One resource is the California Outdoors Hotline (800-552-3625), where consumers leave their addresses and receive a directory of 50 California river outfitters. Some questions to ask prospective outfitters: How long has the company been operating on the river? What kind of vessels does the company provide? What are the meals like? Are tents or sleeping bags provided? What background do the guides have? Who trains them? What provisions are made for children? Can the company provide references?

The state’s most popular summer rivers, also runnable in spring, include the following. (Descriptions were gleaned from veteran outfitters.)


* Upper Klamath River (class IV, 1-2 days, 5-20 miles) near the Oregon border.
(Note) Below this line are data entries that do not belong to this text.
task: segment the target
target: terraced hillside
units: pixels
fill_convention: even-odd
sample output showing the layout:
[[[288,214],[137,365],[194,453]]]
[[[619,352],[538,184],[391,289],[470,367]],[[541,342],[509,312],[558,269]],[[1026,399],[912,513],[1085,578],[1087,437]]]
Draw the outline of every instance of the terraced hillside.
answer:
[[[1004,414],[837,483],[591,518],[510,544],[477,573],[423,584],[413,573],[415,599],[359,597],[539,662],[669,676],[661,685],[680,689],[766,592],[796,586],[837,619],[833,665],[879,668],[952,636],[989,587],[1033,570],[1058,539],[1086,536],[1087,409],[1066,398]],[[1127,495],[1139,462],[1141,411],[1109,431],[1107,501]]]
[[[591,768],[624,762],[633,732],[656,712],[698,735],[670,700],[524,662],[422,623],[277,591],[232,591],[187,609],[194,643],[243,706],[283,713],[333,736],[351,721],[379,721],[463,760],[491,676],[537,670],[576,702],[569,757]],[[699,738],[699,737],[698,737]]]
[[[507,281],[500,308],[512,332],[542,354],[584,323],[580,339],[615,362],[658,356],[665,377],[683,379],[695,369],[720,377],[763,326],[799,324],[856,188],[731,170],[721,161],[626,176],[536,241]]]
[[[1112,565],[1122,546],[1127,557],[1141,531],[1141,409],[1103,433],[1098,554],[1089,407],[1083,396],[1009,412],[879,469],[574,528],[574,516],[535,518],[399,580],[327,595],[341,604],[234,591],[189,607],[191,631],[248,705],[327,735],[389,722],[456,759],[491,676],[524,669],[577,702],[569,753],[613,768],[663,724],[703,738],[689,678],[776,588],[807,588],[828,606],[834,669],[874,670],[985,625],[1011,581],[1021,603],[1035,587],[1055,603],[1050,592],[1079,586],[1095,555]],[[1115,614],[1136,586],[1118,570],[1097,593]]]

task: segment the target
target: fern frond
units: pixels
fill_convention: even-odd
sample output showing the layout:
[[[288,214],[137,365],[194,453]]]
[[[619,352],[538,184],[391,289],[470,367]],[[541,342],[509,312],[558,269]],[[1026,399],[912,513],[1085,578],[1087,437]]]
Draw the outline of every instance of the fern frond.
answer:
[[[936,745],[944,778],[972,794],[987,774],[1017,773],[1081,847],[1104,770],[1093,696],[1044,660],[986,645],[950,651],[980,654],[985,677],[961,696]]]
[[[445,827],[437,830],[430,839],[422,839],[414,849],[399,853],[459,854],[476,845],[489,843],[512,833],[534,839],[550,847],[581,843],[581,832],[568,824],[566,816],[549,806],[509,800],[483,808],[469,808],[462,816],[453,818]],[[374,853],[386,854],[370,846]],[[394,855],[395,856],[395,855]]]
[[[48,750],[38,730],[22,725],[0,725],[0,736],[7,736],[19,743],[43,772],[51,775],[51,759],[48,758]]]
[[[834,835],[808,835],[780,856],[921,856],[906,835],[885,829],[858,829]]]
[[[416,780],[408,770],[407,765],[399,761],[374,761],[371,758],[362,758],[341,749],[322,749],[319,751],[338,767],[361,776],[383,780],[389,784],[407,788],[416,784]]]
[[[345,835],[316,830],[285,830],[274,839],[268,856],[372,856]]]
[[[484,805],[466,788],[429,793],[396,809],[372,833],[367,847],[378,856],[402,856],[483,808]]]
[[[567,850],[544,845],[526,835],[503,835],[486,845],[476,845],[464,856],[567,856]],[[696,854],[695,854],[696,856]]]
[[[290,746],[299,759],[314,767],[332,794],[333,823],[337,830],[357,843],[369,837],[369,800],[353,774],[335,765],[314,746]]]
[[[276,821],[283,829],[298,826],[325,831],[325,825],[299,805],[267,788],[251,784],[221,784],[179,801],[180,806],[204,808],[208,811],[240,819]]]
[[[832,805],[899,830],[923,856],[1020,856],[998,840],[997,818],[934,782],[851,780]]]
Demanding river, best suited to experienced rafters.

* Trinity River (class III, 1-2 days, 10-20 miles) near Redding. Recommended for beginners and families.

* Cache Creek (class II-III, 1-2 days, 6-12 miles) in Yolo County. One of the state’s easiest rivers.

* Middle Fork of the American River (class III-IV, 1-3 days, up to 17 miles) near Auburn. Waterfalls and side hikes; novices should be fit.

* South Fork of the American River (class III, 1-2 days, 20 miles) near Placerville. Recommended for beginners and families; not a remote wilderness experience.

* Main Tuolumne River (class IV, 1-3 days, up to 18 miles) near Sonora. Boulders, waterfalls, challenging rapids. Recommended for experienced rafters only.


* Lower Kern River (class III-IV, 1-2 days, 20 miles) near Bakersfield. Recommended for active beginners.

* Lower Klamath River (class III, 1-4 days, 10-30 miles) in Northern California near Happy Camp. Known as an easy, family-friendly river, with waterfalls and side hikes.

The state’s top spring rivers include the following: the North Fork of the American River (class IV, 1 day, 8 miles) near Auburn; the Merced River (class III-IV, 1-2 days, 13-26 miles) near Yosemite; the Kings River (class III, often recommended for beginners, 1-2 days, 10-20 miles) near Fresno; the Upper Kern River (class II-V, 2 hours-2 days, 3-10 miles) above Kernville, and the Kaweah River (class IV-IV+, 1-2 days, 14 miles) east of Visalia. Outfitters caution that when waters are running their fastest, each of those rivers can be unsafe for beginners.

Even more demanding waters can be found on the Salmon River (class V; not to be confused with Oregon’s Salmon River) southwest of Yreka; the North Fork of the Yuba River (class IV) near Yuba City; the Upper Kern River (class IV-V) above Lake Isabella, and the North Fork of the Stanislaus River (class IV+) between Yosemite National Park and Sacramento.